Algunos cronistas destacados de la América española fueron: Bernal Díaz del Castillo, Fernando de Alva Ixtlilxóchitl, Inca Garcilaso de la Vega, Pedro Cieza de León, Hernán Cortés, López de Gómara, Gonzalo Fernández de Oviedo, Diego Durán, Francisco Ximénez, Fray Toribio de Benavente, Fray Bernardino de Sahagún, Francisco Vázquez, Gil González Dávila, Fray Francisco Vásquez, entre otros.
El término cronista comenzó a utilizarse más a menudo para designar al autor de relatos contemporáneos.

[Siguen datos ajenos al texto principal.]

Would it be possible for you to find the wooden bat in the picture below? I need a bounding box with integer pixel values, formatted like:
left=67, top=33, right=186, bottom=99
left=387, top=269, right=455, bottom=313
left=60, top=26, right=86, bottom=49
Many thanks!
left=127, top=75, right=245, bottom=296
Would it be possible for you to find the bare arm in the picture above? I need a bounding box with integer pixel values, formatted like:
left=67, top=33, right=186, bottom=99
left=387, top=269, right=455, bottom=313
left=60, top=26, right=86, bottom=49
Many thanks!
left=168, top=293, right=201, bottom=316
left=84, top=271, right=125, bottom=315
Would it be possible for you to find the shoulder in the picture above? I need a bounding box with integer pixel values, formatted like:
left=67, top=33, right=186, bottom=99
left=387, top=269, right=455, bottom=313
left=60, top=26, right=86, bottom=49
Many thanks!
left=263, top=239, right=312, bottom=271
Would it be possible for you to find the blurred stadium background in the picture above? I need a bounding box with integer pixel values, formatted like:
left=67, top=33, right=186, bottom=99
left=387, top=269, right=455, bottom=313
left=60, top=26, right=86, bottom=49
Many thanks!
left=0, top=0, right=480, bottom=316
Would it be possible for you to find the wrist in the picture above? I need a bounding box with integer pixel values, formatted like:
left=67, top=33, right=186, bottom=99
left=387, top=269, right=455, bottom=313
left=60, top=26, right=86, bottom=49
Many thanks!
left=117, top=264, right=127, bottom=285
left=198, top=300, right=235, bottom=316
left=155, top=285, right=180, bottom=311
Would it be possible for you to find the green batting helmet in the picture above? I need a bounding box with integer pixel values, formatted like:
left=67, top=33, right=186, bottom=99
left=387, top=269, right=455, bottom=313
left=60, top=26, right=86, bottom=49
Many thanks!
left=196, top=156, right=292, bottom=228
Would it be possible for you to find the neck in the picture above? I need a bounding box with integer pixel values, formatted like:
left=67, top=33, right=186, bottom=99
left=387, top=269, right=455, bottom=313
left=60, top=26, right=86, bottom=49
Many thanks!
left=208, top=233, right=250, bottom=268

A la par que se desarrolló la historia como ciencia, y con un objetivo que es a la vez narrar y explicar el pasado, el cronista pasó a ser el simple relator de hechos desnudos, recopilador de fuentes o escritor costumbrista, sobre todo cuando se utiliza su función de cronista local (para el Madrid del Romanticismo, Ramón de Mesonero Romanos).
A finales del siglo XIX, con el desarrollo del periodismo popular, el de cronista se convirtió en un oficio con pautas cada vez más claras y específicas. En los diarios modernos, es el que va en busca de las noticias y las redacta sin aditamentos como pudieran ser las opiniones, análisis, párrafos valorativos, que deben estar ausentes de las crónicas. Los diarios estadounidenses, especialmente, fijaron normas para su redacción. La concisión y precisión del relato fueron desde entonces requerimientos básicos para la tarea del cronista. De acuerdo con los manuales de redacción de los primeros grandes diarios americanos y europeos, el cronista debe exponer en el primer párrafo qué ocurrió, cuándo ocurrió, dónde ocurrió, cómo ocurrió, y, si es posible hacerlo de forma inmediata y sin incluir reflexión u opinión, por qué ocurrió. El resto de la crónica será una ampliación del breve relato inicial, en orden decreciente de importancia. Los cronistas aportan el material básico de los periódicos, pero no son por eso los periodistas menos calificados. El trabajo del cronista es altamente valorado por la capacidad de captación de lo más importante o novedoso en un suceso y de los detalles que resulten significativos o emocionalmente impactantes (el interés humano).